It's tough to predict how financial reporting, particularly earnings quality, would change in the United States if the Securities and Exchange Commission were to adopt international accounting rules, but a recent academic study makes an attempt – and reaches a conclusion that surprises even the authors.

Three accounting professors at the University of Windsor and the University of Auckland examined the impact of adoption of International Financial Reporting Standards on earnings quality among companies located in IFRS-reporting countries with listings in U.S. capital markets. The study looked at indicators of earnings quality to see how they might be affected by an adoption of IFRS. The American Accounting Association published the article, titled How Would the Mandatory Adoption of IFRS Affect the Earnings Quality of U.S. Firms? Evidence from Cross-Listed Firms in the U.S. and authored by Jerry Sun, Steven Cahan, and David Emmanuel.

The professors chose the IFRS-adopting companies to serve as surrogates for U.S. companies because they transitioned to IFRS under a mandatory adoption at some point during the sample period, and earlier research has shown that earnings for cross-listed companies are influenced by U.S. Generally Accepted Accounting Principles, even if those companies follow a different domestic accounting standard. They matched those companies to U.S. companies using sophisticated data analysis to separate the effect of IFRS adoption from other events that might affect reporting.

The study looked at five indicators of earnings quality, including discretionary accruals, target beating, earnings persistence, timely loss recognition, and the earnings response coefficient.
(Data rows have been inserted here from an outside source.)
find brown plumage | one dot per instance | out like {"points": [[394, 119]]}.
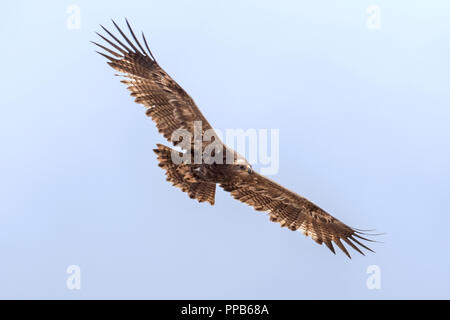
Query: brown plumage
{"points": [[171, 108]]}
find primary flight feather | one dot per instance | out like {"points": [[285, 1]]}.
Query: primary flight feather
{"points": [[172, 109]]}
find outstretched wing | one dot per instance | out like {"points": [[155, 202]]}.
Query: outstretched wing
{"points": [[294, 211], [167, 103]]}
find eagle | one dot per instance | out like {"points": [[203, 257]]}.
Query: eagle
{"points": [[172, 110]]}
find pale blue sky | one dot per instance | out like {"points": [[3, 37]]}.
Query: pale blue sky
{"points": [[364, 132]]}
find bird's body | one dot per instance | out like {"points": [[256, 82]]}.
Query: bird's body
{"points": [[173, 110]]}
For three of those indicators, the authors found no difference in earnings quality before and after the adoption of IFRS. But for two indicators, incidence of small positive earnings and earnings persistence, the study found compelling, consistent evidence that earnings quality improved after adopting IFRS. “Our results indicate that IFRS could improve earnings quality if U.S. firms adopted IFRS by reducing target beating and increasing earnings persistence,” the authors wrote. “These results are slightly surprising, since the U.S. is thought to have high-quality standards that leave little room for improvement.”
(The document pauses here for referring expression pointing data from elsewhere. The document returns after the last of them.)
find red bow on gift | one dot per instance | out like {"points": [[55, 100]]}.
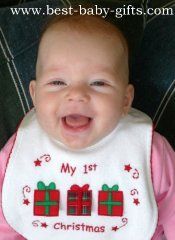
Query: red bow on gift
{"points": [[78, 188]]}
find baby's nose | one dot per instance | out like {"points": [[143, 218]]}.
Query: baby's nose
{"points": [[78, 94]]}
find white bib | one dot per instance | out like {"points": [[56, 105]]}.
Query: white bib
{"points": [[103, 192]]}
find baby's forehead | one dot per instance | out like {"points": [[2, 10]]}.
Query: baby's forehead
{"points": [[90, 26]]}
The SEC was expected to decide in 2011 whether, when and how the United States would transition to IFRS, but has delayed the decision at least a few months into 2012. The authors expect the results of their work to be of interest to the SEC, even as they acknowledge limitations. “We have not attempted to quantify the benefits of improved earnings quality,” they wrote. “We have not considered any possible benefits for U.S. firms associated with convergence, (and) we have not considered the cost of adopting IFRS for U.S. firms.”